Salah satu alasan munculnya fenomena “generasi rebahan” adalah tekanan hidup yang kian besar. Harga rumah semakin tidak terjangkau, biaya pendidikan dan kesehatan terus melambung, sementara upah tidak mengalami kenaikan signifikan. Di sisi lain, media sosial menciptakan tekanan baru dalam bentuk FOMO (Fear of Missing Out), standar kesuksesan palsu, dan ekspektasi akan pencapaian instan.

Bayangkan menjadi seorang pemuda 20-an yang setiap hari dibombardir dengan pencapaian orang lain: teman sekolah yang sudah punya mobil, influencer seusia yang sudah keliling dunia, atau selebgram yang sukses tanpa terlihat kerja keras. Siapa yang tak merasa kalah sebelum bertanding?

Dalam kondisi mental seperti ini, rebahan menjadi pelarian. Bukan karena malas, tapi karena lelah. Bukan karena tak punya ambisi, tapi karena bingung mau mulai dari mana.

Peran Keluarga dan Sistem Pendidikan

Tak adil jika menyalahkan generasi muda tanpa menyorot bagaimana mereka dibesarkan. Banyak dari mereka adalah hasil didikan “generasi survivor” – orang tua yang tumbuh di masa sulit dan kemudian mendambakan kenyamanan bagi anak-anaknya. Akibatnya, banyak anak dibesarkan dalam lingkungan yang terlalu protektif, serba instan, dan minim ruang untuk gagal.

Sistem pendidikan juga belum sepenuhnya mendukung pengembangan karakter dan kreativitas. Fokus pada nilai, hafalan, dan kepatuhan justru menekan rasa ingin tahu serta keberanian untuk mencoba hal baru. Akhirnya, banyak anak muda tumbuh dengan kebingungan: pintar secara akademis, tapi cemas secara mental dan rapuh saat menghadapi dunia nyata.

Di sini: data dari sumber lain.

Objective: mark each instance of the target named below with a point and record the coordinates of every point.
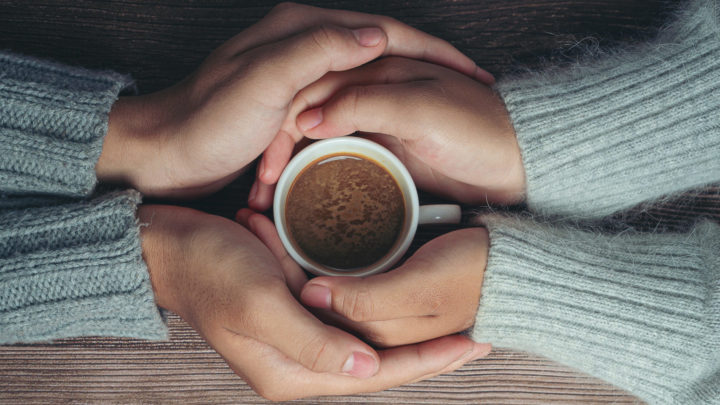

Dampak Budaya Instan dan Digitalisasi

Tidak bisa dipungkiri, digitalisasi membawa kemudahan luar biasa dalam hidup manusia. Namun, ia juga menumbuhkan budaya instan. Semuanya bisa didapatkan hanya dengan klik: makanan, hiburan, bahkan hubungan. Ketika segala sesuatu terlalu mudah, kemampuan bertahan dalam proses panjang jadi luntur. Rebahan menjadi pilihan karena “kenyamanan” digital terasa lebih menarik daripada realitas yang keras.

Tambahkan pula algoritma media sosial yang dirancang untuk membuat pengguna terus berada dalam lingkaran konten, maka lengkaplah jebakan generasi rebahan. Mereka tidak malas — mereka tertangkap sistem yang dirancang untuk membuat mereka pasif.

Jalan Keluar: Menyalakan Semangat Bukan Menyalahkan

Menyalahkan generasi muda atas fenomena ini adalah jalan pintas yang tidak menyelesaikan masalah. Yang dibutuhkan adalah empati dan pendekatan yang lebih membangun. Orang tua perlu lebih terbuka terhadap perubahan zaman, sementara institusi pendidikan harus lebih berani mereformasi metode dan kurikulum. Alih-alih menuntut anak-anak muda untuk menjadi seperti generasi sebelumnya, mengapa tidak membekali mereka agar mampu menghadapi tantangan baru?

Pemerintah dan masyarakat juga punya peran dalam menciptakan ruang yang lebih inklusif dan suportif bagi generasi muda. Buka lebih banyak akses untuk pendidikan yang relevan dengan kebutuhan zaman, perkuat literasi digital dan keuangan, serta dorong budaya eksplorasi dan kreativitas.

Bukan Malas, Tapi Bingung

Generasi rebahan bukan semata-mata simbol kemalasan. Mereka adalah cerminan dari generasi yang sedang mencari arah di tengah dunia yang serba cepat, serba digital, dan penuh tekanan. Jika kita ingin melihat perubahan, maka kita harus berhenti menunjuk dan mulai merangkul. Kita harus menciptakan ekosistem yang memungkinkan mereka tumbuh, gagal, bangkit, dan terus belajar.

Karena pada akhirnya, tidak ada generasi yang lahir untuk jadi lemah. Mereka hanya butuh alasan yang tepat untuk bangkit. Dan tugas kita adalah membantu mereka menemukan alasan itu.